The main issue with calculating the given probability is getting the unknown mean.

We know that the expected value of our empirical CDF of our bootstrapped samples follows the unknown distribution, and we can therefore estimate this unknown mean using our empirical CDFs.

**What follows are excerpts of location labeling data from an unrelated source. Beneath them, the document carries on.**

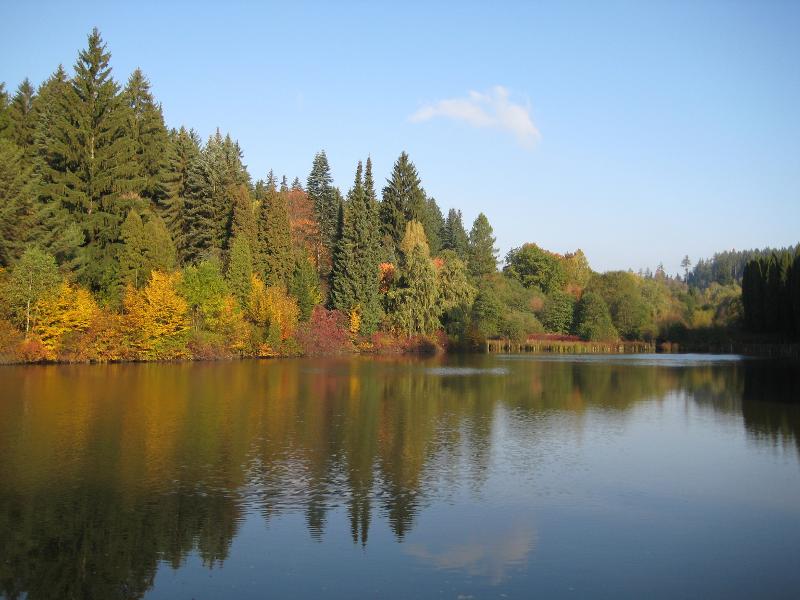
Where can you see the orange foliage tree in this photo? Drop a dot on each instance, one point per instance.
(156, 318)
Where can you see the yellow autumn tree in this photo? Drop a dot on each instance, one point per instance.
(71, 310)
(272, 308)
(156, 318)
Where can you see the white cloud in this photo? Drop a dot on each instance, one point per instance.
(490, 109)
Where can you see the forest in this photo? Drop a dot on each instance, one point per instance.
(123, 239)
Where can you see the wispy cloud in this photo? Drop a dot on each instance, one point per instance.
(485, 109)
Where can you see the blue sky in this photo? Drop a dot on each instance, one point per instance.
(637, 131)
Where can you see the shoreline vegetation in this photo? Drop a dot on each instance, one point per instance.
(124, 240)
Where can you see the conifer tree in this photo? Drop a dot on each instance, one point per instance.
(240, 269)
(151, 141)
(481, 251)
(454, 235)
(90, 166)
(403, 200)
(320, 190)
(354, 287)
(22, 115)
(275, 238)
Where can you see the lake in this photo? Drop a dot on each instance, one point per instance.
(516, 476)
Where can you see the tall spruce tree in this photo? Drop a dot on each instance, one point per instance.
(22, 114)
(151, 142)
(454, 235)
(90, 167)
(354, 285)
(403, 200)
(481, 251)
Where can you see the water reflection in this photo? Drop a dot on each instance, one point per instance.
(106, 471)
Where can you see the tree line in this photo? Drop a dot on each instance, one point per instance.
(123, 239)
(771, 293)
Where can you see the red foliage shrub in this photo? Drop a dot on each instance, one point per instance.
(326, 332)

After having derived a series of empirical means $\bar{X}$, we know from the law of large numbers, that as the sample size tends to infinity $E[\bar{X}] = E[X] = \mu$.  We know that the MSE of the boostrapped estimation of the mean is the empirical variance over n-squared, so we will also print this.


# Exercise 8 - task 2)

See the code below.

In [68]:
def bootStrap(data_vector):
    U_disc = np.random.randint(0,len(data_vector),len(data_vector))
    return [data_vector[u] for u in U_disc]

n = 10
X_i = np.array([56,101,78,67,93,87,64,72,80,69])
X_bar = []
MSE_sample = []

for r in range(100):
    X_sample = bootStrap(X_i)
    X_bar += [np.mean(X_sample)]
    MSE_sample += [np.sum((np.array(X_sample) - np.mean(X_sample))**2)/n**2]


mu = np.mean(X_bar)
print(f"This is the expectation of our MSE: {np.mean(MSE_sample)}")


X = (X_i.sum()/n - mu)
p = ((X>-5) & (X<5)).sum()/n
print(f"This is our empirical estimate of the given probability:{p}")

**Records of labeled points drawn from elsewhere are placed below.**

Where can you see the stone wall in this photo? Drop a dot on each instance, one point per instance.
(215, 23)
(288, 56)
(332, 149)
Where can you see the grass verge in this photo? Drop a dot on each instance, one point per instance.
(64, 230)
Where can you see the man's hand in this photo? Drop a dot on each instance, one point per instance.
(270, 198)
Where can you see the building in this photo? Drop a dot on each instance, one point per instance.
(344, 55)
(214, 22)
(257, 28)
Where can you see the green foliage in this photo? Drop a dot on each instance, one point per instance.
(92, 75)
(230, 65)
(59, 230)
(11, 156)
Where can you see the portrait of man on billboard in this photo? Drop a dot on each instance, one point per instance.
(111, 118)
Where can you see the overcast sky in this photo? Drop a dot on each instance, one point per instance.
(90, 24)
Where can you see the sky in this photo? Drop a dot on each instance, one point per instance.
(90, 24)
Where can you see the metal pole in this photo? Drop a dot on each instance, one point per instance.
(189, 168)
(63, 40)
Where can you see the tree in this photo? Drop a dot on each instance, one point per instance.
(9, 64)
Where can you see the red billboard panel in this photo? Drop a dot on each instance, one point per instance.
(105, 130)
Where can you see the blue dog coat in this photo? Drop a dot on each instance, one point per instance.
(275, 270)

This is the expectation of our MSE: 15.18222
This is our empirical estimate of the given probability:0.1


# Exercise 8 - task 2)

For each sample, we approximate a sample mean and based off of that we calculate a simple example of a sample variance.

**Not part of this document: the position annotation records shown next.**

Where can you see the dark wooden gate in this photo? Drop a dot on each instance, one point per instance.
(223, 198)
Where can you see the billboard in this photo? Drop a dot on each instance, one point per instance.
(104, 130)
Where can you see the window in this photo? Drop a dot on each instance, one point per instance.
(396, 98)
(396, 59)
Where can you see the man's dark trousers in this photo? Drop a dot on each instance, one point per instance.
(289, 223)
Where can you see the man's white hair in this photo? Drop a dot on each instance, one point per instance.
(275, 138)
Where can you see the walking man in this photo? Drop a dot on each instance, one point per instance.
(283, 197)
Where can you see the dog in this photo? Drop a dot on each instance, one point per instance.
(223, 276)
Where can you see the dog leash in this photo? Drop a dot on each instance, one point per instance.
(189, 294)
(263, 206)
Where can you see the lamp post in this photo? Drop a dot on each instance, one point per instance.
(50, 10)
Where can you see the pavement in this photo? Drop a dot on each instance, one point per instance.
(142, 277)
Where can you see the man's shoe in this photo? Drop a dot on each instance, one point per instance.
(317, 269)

Then we take the expected value of the variance as our best estimate of the variance. We know that the sample variance is an unbiased estimator.



In [69]:
X_i = [5,4,9,6,21,17,11,20,7,10,21,15,13,16,8]
X_bar = []
S_bar = []

for r in range(100):
    X_sample = bootStrap(X_i)
    S_bar += [np.sum((np.array(X_sample) - np.mean(X_sample))**2)/(n-1)]

print(f"Our best estimate of Var[X]: {np.mean(S_bar)}")

Our best estimate of Var[X]: 49.137777777777785


# Exercise 8 - Task 3)

Code and printouts should be sufficient.

In [70]:
pareto_sample = ParetoInverse(np.random.uniform(0,1,200),1.05,1) # Pareto>=Beta
sample_mean = np.mean(pareto_sample)
theoretical_mean = 1*(1.05/(1.05-1))
sample_med = np.median(pareto_sample)

In [71]:
X_bar = []
MSE_sample = []

for r in range(100):
    X_sample = bootStrap(pareto_sample)
    X_bar += [np.mean(X_sample)]
    MSE_sample += [np.sum((np.array(X_sample) - np.mean(X_sample))**2)/n**2]

print(f"Bootstrap estimate of Var[X_bar]: {np.var(X_bar)}")

Bootstrap estimate of Var[X_bar]: 7.641023635022513


In [67]:
X_med = []
MSE_sample = []

for r in range(100):
    X_sample = bootStrap(pareto_sample)
    X_med += [np.median(X_sample)]
    MSE_sample += [np.sum((np.array(X_sample) - np.mean(X_sample))**2)/n**2]

print(f"Bootstrap estimate of Var[X_bar]: {np.var(X_med)}")

Bootstrap estimate of Var[X_bar]: 0.013167737197817641


# Task 3,d)

We see that the variance of the mean is much larger than that of the median. We believe this is due to the way that the Pareto distribution is heavy-tailed, such that the median will typically be at around 0 or beta (depending on the domain of the distribution,) whereas the mean can vary quite a bit based off of which observations we see.

That is, when we sample, we rarely see samples from the far right of the distribution's domain, so therefore if we do see such a sample in one of the bootstrapped samples, it will change the overall mean.